People in their 50s with moderate to pronounced facial aging are often considered the best candidates for this approach. At that stage, skin laxity and structural descent are typically significant enough that less invasive options like thread lifts or mini facelifts won’t deliver meaningful improvement, but the tissue still retains enough quality to heal well and hold the correction.
Recovery Timeline
The first day after surgery is the hardest. You’ll feel groggy from anesthesia and will need someone to drive you home and stay with you overnight. Pain medication is most necessary during these initial 24 hours.

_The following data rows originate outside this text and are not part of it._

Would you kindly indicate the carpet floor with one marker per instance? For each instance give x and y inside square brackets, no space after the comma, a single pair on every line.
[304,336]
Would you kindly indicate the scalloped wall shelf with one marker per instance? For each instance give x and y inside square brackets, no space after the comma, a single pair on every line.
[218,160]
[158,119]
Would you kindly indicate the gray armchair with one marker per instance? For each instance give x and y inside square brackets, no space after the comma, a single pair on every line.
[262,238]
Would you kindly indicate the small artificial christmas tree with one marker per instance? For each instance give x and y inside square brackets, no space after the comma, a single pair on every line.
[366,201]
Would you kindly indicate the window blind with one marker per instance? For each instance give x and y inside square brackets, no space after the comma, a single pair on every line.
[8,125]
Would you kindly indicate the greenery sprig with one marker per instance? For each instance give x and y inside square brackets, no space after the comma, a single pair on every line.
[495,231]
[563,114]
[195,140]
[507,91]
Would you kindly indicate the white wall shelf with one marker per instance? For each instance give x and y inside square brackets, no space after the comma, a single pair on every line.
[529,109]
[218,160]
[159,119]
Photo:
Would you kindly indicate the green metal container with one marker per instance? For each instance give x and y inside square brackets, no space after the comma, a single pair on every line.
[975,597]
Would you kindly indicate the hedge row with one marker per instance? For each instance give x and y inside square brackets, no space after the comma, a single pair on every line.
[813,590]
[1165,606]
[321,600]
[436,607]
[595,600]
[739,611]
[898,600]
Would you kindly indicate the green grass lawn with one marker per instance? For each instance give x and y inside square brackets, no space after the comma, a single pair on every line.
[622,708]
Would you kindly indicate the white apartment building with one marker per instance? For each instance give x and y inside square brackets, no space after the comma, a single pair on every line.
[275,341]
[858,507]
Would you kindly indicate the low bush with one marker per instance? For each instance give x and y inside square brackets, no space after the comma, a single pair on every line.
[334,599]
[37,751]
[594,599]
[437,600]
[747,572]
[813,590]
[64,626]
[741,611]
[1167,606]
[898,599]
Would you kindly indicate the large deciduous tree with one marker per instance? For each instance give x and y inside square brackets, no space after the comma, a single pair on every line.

By day two, your surgeon will typically see you for a follow-up visit to check your incisions, evaluate swelling, and change your dressings. Bruising and swelling peak around days three and four, which can be alarming if you’re not expecting it, but this is completely normal. Most people stop needing prescription pain medication by days four through six and start moving around more comfortably.
During the first week, keeping your incisions clean is critical to preventing infection. By the end of week two, most visible bruising has faded enough that you can go out in public without it being obvious. Residual swelling, though, can linger for weeks. While you’ll notice a clear improvement within the first month, final results take a few months to fully settle as deeper tissues heal and swelling completely resolves.
Risks and Complications
A large meta-analysis comparing complication rates across SMAS techniques found that the risks vary depending on how aggressively the SMAS is handled. SMAS plication, the least invasive approach, had the lowest complication profile. High lateral SMAS techniques carried a temporary nerve injury rate of 1.85%, and SMAS imbrication showed a major hematoma rate of 1.92%, both statistically higher than plication.
Permanent nerve injury did not differ significantly between techniques, and overall rates remain low. The most common issues patients actually experience are temporary numbness, prolonged swelling, and minor asymmetry that often resolves as healing progresses. Hematoma, when it occurs, usually develops in the first 24 to 48 hours and may require a return to the operating room to drain.
Cost
The national average cost of an SMAS facelift is $13,574, based on 2025 research across all 50 states. Prices range from roughly $10,700 to over $22,000 depending on the surgeon’s experience, geographic location, facility fees, anesthesia, and whether you add complementary procedures like eyelid surgery or fat grafting. Because it’s a cosmetic procedure, insurance does not cover it, though many practices offer financing plans.